Conor O'Brien
- Born: Conor O'Brien 6 February 1996 (age 30) Mullingar, Ireland
- Height: 1.91 m (6 ft 3 in)
- Weight: 103 kg (16 st 3 lb; 227 lb)
- University: Trinity College Dublin

Rugby union career
- Position(s): Centre, Wing, Fly-half

Youth career
- Mullingar

Amateur team(s)
- Years: Team / Apps / (Points)
- Trinity
- –: Clontarf

Senior career
- Years: Team / Apps / (Points)
- 2017–2022: Leinster / 28 / (30)
- Correct as of 30 June 2022

International career
- Years: Team / Apps / (Points)
- 2016: Ireland U20 / 9 / (0)
- Correct as of 25 June 2016

= Conor O'Brien (rugby union) =

Irish rugby union player (born 1996)

Conor O'Brien (born 2 February 1996) is an Irish former rugby union player who played for Leinster.

==GAA and family==
Growing up in Westmeath, O'Brien played more Gaelic sports than rugby union until well into his teens.
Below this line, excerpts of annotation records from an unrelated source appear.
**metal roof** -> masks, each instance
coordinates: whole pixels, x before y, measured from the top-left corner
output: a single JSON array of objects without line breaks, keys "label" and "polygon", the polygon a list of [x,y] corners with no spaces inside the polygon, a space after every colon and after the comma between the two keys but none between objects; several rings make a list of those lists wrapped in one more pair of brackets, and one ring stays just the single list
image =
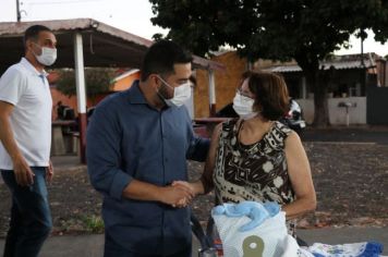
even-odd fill
[{"label": "metal roof", "polygon": [[[376,64],[372,59],[365,59],[365,58],[364,58],[364,64],[362,64],[361,60],[334,60],[334,61],[324,61],[319,64],[320,70],[329,70],[331,66],[334,66],[336,70],[350,70],[350,69],[375,68]],[[266,68],[263,70],[269,72],[279,72],[279,73],[302,72],[302,69],[296,64],[277,65],[277,66]]]},{"label": "metal roof", "polygon": [[[83,36],[85,66],[140,68],[151,40],[109,26],[92,19],[0,23],[0,73],[24,56],[23,36],[27,27],[49,27],[58,40],[58,59],[52,66],[73,68],[73,37]],[[225,70],[218,62],[193,56],[199,69]]]}]

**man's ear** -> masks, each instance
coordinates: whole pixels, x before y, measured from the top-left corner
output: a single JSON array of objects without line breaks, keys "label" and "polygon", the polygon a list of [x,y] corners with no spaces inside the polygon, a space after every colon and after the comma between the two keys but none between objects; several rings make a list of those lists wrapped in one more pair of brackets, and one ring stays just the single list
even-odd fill
[{"label": "man's ear", "polygon": [[157,75],[150,74],[148,76],[148,82],[151,85],[151,87],[154,87],[156,90],[159,90],[161,85],[160,85],[160,79]]}]

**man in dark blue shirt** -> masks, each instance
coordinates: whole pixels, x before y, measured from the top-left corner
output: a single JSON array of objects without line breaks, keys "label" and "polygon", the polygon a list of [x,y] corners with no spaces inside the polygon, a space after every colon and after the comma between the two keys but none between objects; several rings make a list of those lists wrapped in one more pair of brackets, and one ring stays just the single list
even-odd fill
[{"label": "man in dark blue shirt", "polygon": [[193,192],[186,158],[204,161],[183,102],[191,96],[191,54],[162,40],[147,51],[141,81],[105,99],[87,132],[93,186],[104,194],[105,256],[191,256]]}]

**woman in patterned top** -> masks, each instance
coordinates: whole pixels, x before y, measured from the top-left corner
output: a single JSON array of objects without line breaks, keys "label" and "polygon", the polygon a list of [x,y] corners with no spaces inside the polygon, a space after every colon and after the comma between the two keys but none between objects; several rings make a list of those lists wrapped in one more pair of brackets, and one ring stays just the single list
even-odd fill
[{"label": "woman in patterned top", "polygon": [[295,236],[294,218],[314,210],[316,196],[300,137],[277,121],[288,108],[282,77],[245,73],[233,99],[240,119],[216,126],[204,174],[190,186],[195,194],[215,188],[217,204],[277,201]]}]

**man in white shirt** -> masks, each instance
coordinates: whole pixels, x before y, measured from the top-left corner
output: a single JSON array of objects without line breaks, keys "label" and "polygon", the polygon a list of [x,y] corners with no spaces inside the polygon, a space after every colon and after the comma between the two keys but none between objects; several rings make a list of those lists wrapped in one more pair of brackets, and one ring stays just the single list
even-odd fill
[{"label": "man in white shirt", "polygon": [[52,99],[44,68],[57,59],[57,39],[41,25],[27,28],[25,57],[0,78],[0,171],[12,194],[4,257],[38,256],[52,227],[46,181]]}]

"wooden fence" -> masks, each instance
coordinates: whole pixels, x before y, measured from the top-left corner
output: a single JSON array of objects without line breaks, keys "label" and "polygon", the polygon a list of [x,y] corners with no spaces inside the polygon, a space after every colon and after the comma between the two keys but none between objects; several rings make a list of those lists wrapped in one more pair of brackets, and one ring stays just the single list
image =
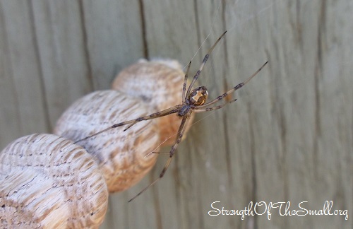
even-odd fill
[{"label": "wooden fence", "polygon": [[[192,69],[215,97],[270,63],[236,103],[196,115],[166,176],[109,198],[102,228],[352,228],[352,216],[211,216],[211,204],[290,201],[353,213],[353,4],[337,1],[0,1],[0,146],[50,132],[65,109],[139,58]],[[209,36],[208,36],[209,35]],[[207,38],[207,39],[206,39]],[[200,49],[198,49],[198,48]],[[195,55],[195,56],[194,56]],[[284,210],[282,209],[282,213]]]}]

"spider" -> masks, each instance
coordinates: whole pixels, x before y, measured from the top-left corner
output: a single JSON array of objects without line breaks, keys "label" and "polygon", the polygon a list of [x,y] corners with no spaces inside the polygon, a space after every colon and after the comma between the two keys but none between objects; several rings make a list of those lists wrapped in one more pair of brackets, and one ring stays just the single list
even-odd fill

He represented Westmeath at hurling up to under-16 level, and represented Westmeath in Gaelic football all the way to Minor level. His father Garrett was captain of the Offaly team which won the 1988 All-Ireland Under-21 Football Championship, the only such victory in the county's history. Conor got into rugby by playing youths rugby for Mullingar RFC.

==Early rugby career==
Conor took up rugby as an 11 year with Mullingar RFC, he tried out many positions including back-row before finally settling at out-half. Conor was part of the successful Midlands team that won the Shane Horgan Cup in 2012, in the same season he also played out-half in the Mullingar U17 team that won the Culliton Cup scoring two tries in the final against Navan. He was the out-half on the Leinster U18 team that won the interprovincial title in 2012/13 which lead to his selection for Ireland U18 in four matches against Italy, England, Scotland and France. He was selected on both the Leinster U18 and Ireland U18 teams the following season, this time at centre.

==Leinster==
O'Brien joined the Leinster Rugby academy ahead of the 2016–17 season, during which he also won an All-Ireland League title with Clontarf. O'Brien is currently in his third and final year of the academy. He made his debut early in the 2017–18 season against Glasgow Warriors, performing well and playing 73 minutes of the match. He made a further two appearances in the 2017–18 season.

==Ireland==
O'Brien was selected for the Ireland U-20s squad for the 2016 Six Nations Under 20s Championship, where Ireland finished third. O'Brien then starred as Ireland finished in their best ever position of second at the 2016 World Rugby Under 20 Championship, during which they also beat the Baby Blacks for the first time.